Ferrari 342 America (1951) : même en ruine, elle vaut une fortune
Restée invisible depuis près de 60 ans dans l’État de New York, une Ferrari 342 America de 1951 refait surface en état de ruine. Aux enchères d’Amelia Island, sa mise à prix potentiel interroge autant que son histoire hors norme.
Au fond d’un bâtiment anonyme de l’État de New York, une vieille carrosserie recouverte de poussière a refait surface : une Ferrari 342 America Coupé de 1951, oubliée des radars depuis près de soixante ans. Longtemps, les passionnés n’en connaissaient plus que le numéro de série, persuadés qu’elle avait disparu pour toujours...
Ferrari 342 America (1951) : la GT rare née pour la vitrine
Cette GT très luxueuse, bâtie presque à la main et produite à
seulement sept exemplaires, porte le châssis 0130
AL. Première 342 America construite, unique carrosserie
signée Carrozzeria Ghia, ex-voiture de
démonstration aux salons de Paris et Londres puis propriété de
David Brown, elle s’apprête à passer aux enchères, en état de ruine
apparente. Mais alors, comment en arrive-t-on à une estimation
proche du million ?
Au début des années 1950, la série America incarne le sommet du
luxe routier chez Ferrari. La 342
America adopte un V12 Lampredi de 4,1 litres d’environ 200 ch,
installé sur un châssis allongé pour voyager vite et loin. Avec
seulement sept voitures produites, chaque exemplaire devient
presque une pièce de musée dès sa sortie
d’usine.
Le châssis 0130 AL est le tout premier. Ferrari le confie à Ghia pour un
élégant coupé 2+2, à livrée bleu foncé et gris argent, intérieur
assorti et tableau de bord spectaculaire où
plusieurs instruments Jaeger se regroupent dans un seul cadran
central.
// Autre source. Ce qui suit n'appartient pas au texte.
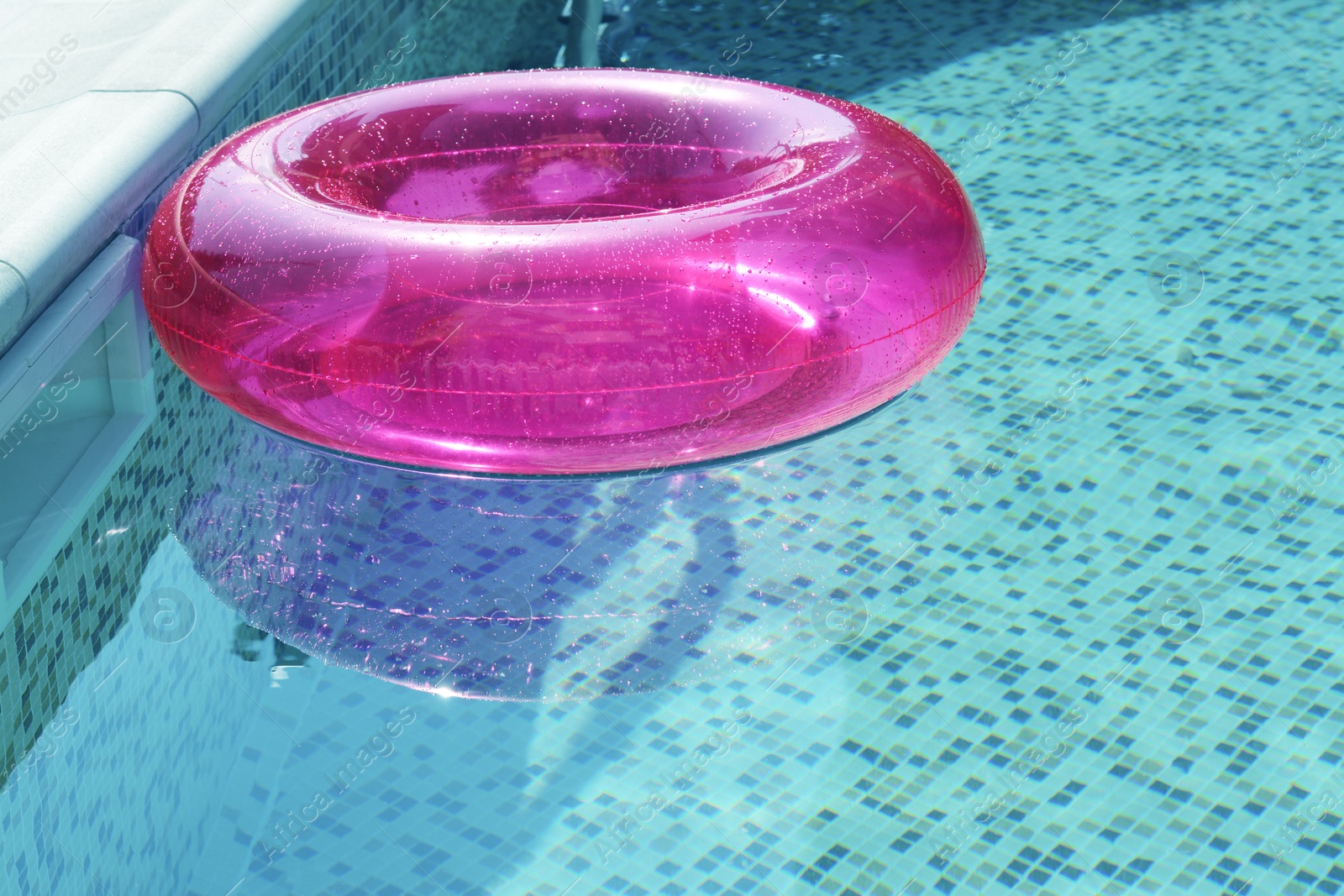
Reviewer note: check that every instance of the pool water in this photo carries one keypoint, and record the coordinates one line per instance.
(1063, 620)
Présentée au Salon de Paris d’octobre
1951, puis au London Motor Show quelques jours plus tard, la
voiture séduit la presse britannique et même Stirling Moss, venu
inspecter sa position de conduite.

Ferrari 342 America (1951) : de la vitrine de Paris au silence de Watkins Glen
Au début de 1952, la 342 America retourne à
Maranello pour ses derniers réglages avant d’être livrée à David
Brown, patron d’Aston Martin. Probablement
première Ferrari de route vendue au Royaume-Uni,
elle participe à divers événements, notamment à Oulton Park, avant
de changer de mains et d’être repeinte en rouge vers la fin des
années 1950. Rien ne laisse alors imaginer sa
longue disparition.
Entre fin 1966 et début 1967, la
voiture quitte l’Angleterre pour les États-Unis. Après un passage
en Californie, elle arrive chez un propriétaire de
l’État de New York. On la voit
une dernière fois en juin 1967 au Grand Prix de Watkins Glen, puis
plus rien. Pas de vente, pas de restauration, pas de concours : la
Ferrari devient une légende introuvable, rangée
dans un bâtiment et oubliée pendant près de soixante ans.
Redécouverte après le décès de son dernier propriétaire, la voiture
est retrouvée exactement là où elle avait été laissée. Elle
conserve ses plaques britanniques, des éléments de son intérieur
bicolore et, surtout, son moteur d’origine, confirmé par les
archives Ferrari. Elle n’a jamais été restaurée ni modifiée, mais
son état impose une reconstruction complète.
Pourtant, son estimation pour la vente d’Amelia Island en mars 2026
oscille déjà entre 900 000 et 1 200 000 dollars,
soit environ 759 000 à 1 000 000 €.
Ce paradoxe repose sur quelques points clés : rareté extrême (sept unités, dont la toute première), histoire prestigieuse (voiture de salon officielle, ex-David Brown) et authenticité intacte. Sur le marché, une autre 342 America restaurée a déjà atteint 2 255 000 $ (environ 2 100 000 €), et toutes se négocient à sept chiffres. Acheter cet exemplaire "sortie de grange", c’est accepter plusieurs centaines de milliers d’euros de travaux et des années de chantier, mais avec la perspective d’une Ferrari unique, capable de valoir bien davantage une fois ressuscitée.